Record Number Enrolled In Anti-Poverty Programs, COBRA Coverage Alternatives Examined
One in six Americans is now taking advantage of government anti-poverty programs, including more than 50 million on Medicaid, for which enrollment is up 17 percent since the recession began in December 2007, USA Today reports. "The program has grown even before the new health care law adds about 16 million people, beginning in 2014. That has strained doctors. As caseloads for all the programs have soared, so have costs. The federal price tag for Medicaid has jumped 36% in two years, to $273 billion. Jobless benefits have soared from $43 billion to $160 billion. The food stamps program has risen 80%, to $70 billion. Welfare is up 24%, to $22 billion. Taken together, they cost more than Medicare." USA Today surveyed state data to find the figures (Wolf, 8/30).
In the meantime, The Wall Street Journal reports that "[t]here's a slim chance that Congress could extend [a] 65%, 15-month subsidy again this fall [that helps the laid-off retain their former employer's health coverage], but most experts think it's unlikely due to mounting concerns about federal spending." The coverage, called the COBRA subsidy, "through a temporary payroll-tax credit for employers, helped make coverage affordable for many [involuntarily] terminated workers to continue under their former employers' group health-insurance plans.
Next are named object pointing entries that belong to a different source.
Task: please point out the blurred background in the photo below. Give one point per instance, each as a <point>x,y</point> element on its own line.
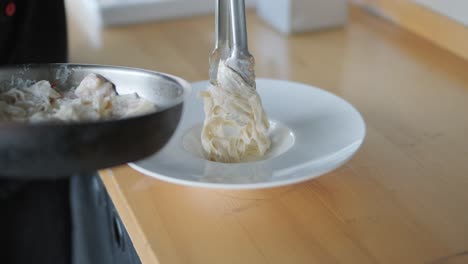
<point>101,29</point>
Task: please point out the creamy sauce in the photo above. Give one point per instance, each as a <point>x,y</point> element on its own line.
<point>95,98</point>
<point>236,126</point>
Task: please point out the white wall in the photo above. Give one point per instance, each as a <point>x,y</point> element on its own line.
<point>455,9</point>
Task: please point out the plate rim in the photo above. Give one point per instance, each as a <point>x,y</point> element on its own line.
<point>355,147</point>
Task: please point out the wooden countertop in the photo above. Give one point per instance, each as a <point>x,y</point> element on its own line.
<point>402,199</point>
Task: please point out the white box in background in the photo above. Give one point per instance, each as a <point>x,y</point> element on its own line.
<point>294,16</point>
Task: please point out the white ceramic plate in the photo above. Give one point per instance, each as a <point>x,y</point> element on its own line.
<point>313,132</point>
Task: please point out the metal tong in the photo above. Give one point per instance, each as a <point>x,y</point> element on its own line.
<point>231,41</point>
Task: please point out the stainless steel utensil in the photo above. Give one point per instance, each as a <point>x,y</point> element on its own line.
<point>231,41</point>
<point>51,150</point>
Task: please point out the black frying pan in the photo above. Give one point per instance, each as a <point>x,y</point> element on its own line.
<point>51,150</point>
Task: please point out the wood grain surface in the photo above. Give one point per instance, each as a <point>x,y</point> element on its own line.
<point>402,199</point>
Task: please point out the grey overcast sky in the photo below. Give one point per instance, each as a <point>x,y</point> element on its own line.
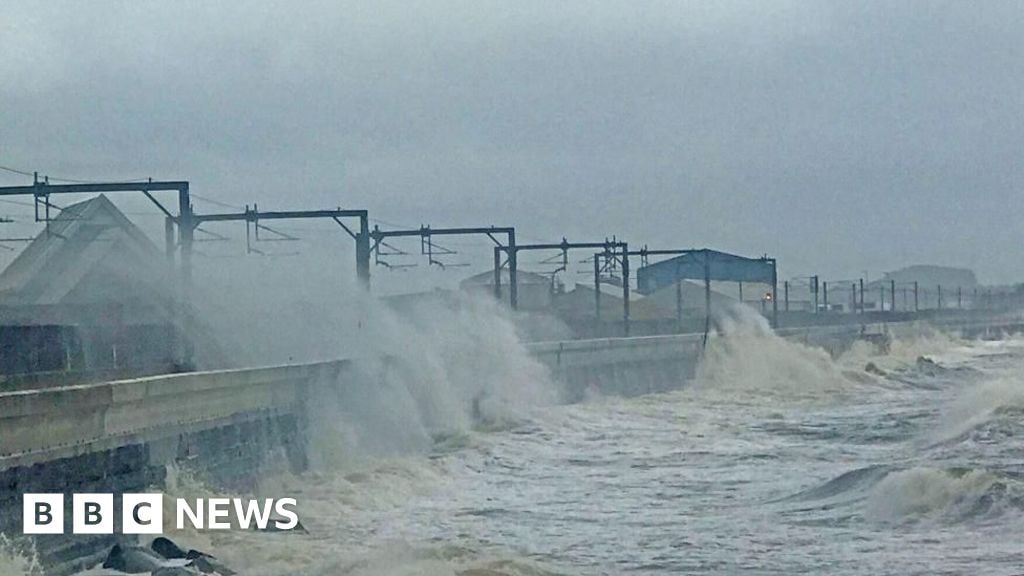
<point>840,136</point>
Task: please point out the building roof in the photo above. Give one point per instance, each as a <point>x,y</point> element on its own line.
<point>86,240</point>
<point>487,279</point>
<point>696,263</point>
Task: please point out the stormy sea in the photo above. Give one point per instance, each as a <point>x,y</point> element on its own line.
<point>776,458</point>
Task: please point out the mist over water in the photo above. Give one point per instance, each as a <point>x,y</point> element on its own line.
<point>446,452</point>
<point>777,458</point>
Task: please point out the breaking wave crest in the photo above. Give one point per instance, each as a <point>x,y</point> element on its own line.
<point>892,495</point>
<point>944,494</point>
<point>743,356</point>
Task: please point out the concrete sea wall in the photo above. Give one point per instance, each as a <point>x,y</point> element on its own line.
<point>121,436</point>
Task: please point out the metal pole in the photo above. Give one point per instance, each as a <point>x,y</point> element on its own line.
<point>597,294</point>
<point>169,245</point>
<point>679,300</point>
<point>498,273</point>
<point>707,293</point>
<point>774,294</point>
<point>815,277</point>
<point>513,272</point>
<point>626,289</point>
<point>363,252</point>
<point>186,231</point>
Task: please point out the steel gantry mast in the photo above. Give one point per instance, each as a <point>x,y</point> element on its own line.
<point>608,248</point>
<point>254,215</point>
<point>425,233</point>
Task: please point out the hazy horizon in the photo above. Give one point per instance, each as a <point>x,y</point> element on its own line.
<point>838,137</point>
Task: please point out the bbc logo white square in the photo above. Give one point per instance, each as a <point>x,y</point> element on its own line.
<point>142,513</point>
<point>42,513</point>
<point>92,513</point>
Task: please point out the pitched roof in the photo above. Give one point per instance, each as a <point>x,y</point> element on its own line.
<point>86,238</point>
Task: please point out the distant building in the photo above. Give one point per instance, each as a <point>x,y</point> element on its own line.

Without it, continuing insurance under the Consolidated Omnibus Budget Reconciliation Act generally requires the dismissed worker to pick up the total cost of their premium plus a 2% fee." As a result of more unemployed exhausting their subsidies and the newly jobless not being eligible for the subsidies, more unemployed are looking for less-costly health coverage through online providers. "Expanded insurance options under the new health-care overhaul law won't be widely available until 2014. Meanwhile, online providers of information about health-insurance coverage include the Foundation for Health Coverage Education, at coverageforall.org, a nonprofit funded partly by the health-insurance industry, and eHealthInsurance.com, an online brokerage mainly for private, individual insurance." The Department of Health and Human Services also has its own health coverage information Web portal at healthcare.gov (McQueen, 8/29).